2018.The idea of color matching mood is one that apparently runs deep within our own Western culture. And nowhere does that idea have a more whimsical fruition than that iconic bit of 1970s mass-market jewelry couture, the mood ring.
This trifle, a staple of the 1970s – a decade that could still glimpse the free-love and emotion vibes of the 1960s and the Summer of Love – purported to disclose the mood of the wearer via a color change. A typical rundown might go as follows:
- Black Very stressed
- Gray Very Nervous
- Amber Anxious and/or uncertain
- Green Calm
- Teal Calm and relaxed
- Blue Happy
- Indigo or Violet Happy, romantic or passionate
Some of the mentioned colors may align with ones' personal subjective impressions of color, and some may govern ones' subsequent reactions to a certain range of colors. Some may simply make little or no sense. Follow this link for a nearly-insanely detailed list of possible meanings.
The rings worked on a very simple principle: body heat. The usually-inexpensive rings had a layer of liquid crystal bonded to a surface over which was mounted polished glass or some inexpensive transparent gem. The liquid crystal responded to changing body heat which was held to be in specific response to specific moods, refracting light and changing the reflected color as body heat changed ... as mood changed.

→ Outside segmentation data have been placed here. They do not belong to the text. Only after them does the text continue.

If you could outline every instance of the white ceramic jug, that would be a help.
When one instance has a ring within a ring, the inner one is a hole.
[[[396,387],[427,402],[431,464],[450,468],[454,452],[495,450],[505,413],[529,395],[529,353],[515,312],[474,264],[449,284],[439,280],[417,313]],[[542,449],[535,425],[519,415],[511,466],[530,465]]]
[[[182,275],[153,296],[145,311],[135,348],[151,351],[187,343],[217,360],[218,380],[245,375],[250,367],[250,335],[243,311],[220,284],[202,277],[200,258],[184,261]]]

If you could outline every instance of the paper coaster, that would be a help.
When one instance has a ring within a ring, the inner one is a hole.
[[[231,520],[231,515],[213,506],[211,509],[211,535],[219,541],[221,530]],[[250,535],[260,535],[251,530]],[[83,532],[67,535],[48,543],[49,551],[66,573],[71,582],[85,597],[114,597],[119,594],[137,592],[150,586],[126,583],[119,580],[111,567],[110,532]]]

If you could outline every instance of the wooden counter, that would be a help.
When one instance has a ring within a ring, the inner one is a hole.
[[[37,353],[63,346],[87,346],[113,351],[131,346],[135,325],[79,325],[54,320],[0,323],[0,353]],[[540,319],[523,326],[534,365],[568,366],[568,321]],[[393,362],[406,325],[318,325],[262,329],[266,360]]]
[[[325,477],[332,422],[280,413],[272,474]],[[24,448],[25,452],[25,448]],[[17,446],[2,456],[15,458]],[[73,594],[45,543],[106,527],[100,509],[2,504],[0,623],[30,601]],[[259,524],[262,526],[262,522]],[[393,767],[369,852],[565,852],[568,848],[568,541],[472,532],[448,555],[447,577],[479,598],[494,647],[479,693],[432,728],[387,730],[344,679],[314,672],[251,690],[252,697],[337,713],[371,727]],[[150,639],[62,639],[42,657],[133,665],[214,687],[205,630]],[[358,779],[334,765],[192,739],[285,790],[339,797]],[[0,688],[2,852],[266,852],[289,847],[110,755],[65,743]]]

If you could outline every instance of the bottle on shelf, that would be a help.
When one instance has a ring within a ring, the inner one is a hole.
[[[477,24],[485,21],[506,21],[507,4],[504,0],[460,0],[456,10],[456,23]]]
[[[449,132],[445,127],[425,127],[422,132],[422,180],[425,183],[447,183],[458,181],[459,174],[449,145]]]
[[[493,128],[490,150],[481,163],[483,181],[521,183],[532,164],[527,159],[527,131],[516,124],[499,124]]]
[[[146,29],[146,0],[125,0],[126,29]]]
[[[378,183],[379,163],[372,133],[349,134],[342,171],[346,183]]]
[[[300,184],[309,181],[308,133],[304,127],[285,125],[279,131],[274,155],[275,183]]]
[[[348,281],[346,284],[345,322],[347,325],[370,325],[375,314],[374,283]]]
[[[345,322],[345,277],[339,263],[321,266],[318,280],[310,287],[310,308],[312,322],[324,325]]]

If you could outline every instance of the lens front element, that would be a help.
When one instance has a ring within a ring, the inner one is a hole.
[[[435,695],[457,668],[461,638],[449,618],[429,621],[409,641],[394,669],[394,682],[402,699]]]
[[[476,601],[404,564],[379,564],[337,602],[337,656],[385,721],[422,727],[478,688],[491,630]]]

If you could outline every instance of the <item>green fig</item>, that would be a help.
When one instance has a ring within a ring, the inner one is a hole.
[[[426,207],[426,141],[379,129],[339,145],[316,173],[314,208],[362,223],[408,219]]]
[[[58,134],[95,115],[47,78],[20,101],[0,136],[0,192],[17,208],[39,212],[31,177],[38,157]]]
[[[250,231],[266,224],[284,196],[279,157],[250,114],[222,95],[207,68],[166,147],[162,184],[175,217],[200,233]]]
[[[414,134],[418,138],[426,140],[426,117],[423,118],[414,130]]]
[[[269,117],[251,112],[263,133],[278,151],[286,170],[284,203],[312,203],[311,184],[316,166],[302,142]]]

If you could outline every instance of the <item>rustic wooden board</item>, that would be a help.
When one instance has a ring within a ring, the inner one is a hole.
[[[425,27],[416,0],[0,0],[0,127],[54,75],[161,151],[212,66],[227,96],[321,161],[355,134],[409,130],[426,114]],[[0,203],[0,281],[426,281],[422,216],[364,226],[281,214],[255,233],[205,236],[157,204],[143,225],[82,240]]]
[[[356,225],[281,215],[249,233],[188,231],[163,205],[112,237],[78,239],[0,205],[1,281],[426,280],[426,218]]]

What I find interesting here is that many of the colors listed correspond to already-held assumptions about color in Western society – blue, green, and cool colors were held to connote clamness and cheerfulness, whereas colors such as black, which is found in situations of gravity and grimness, connote stress and strain.
The connection to mood and bodily response is one whose validity is open to question, depending on one's point of view. The interesting thing about the mood ring is that instead of color determining mood, mood determines color – which is a thing that wouldn't occur to us in the gestalt if we didn't think that color did indeed, somehow, influence mood.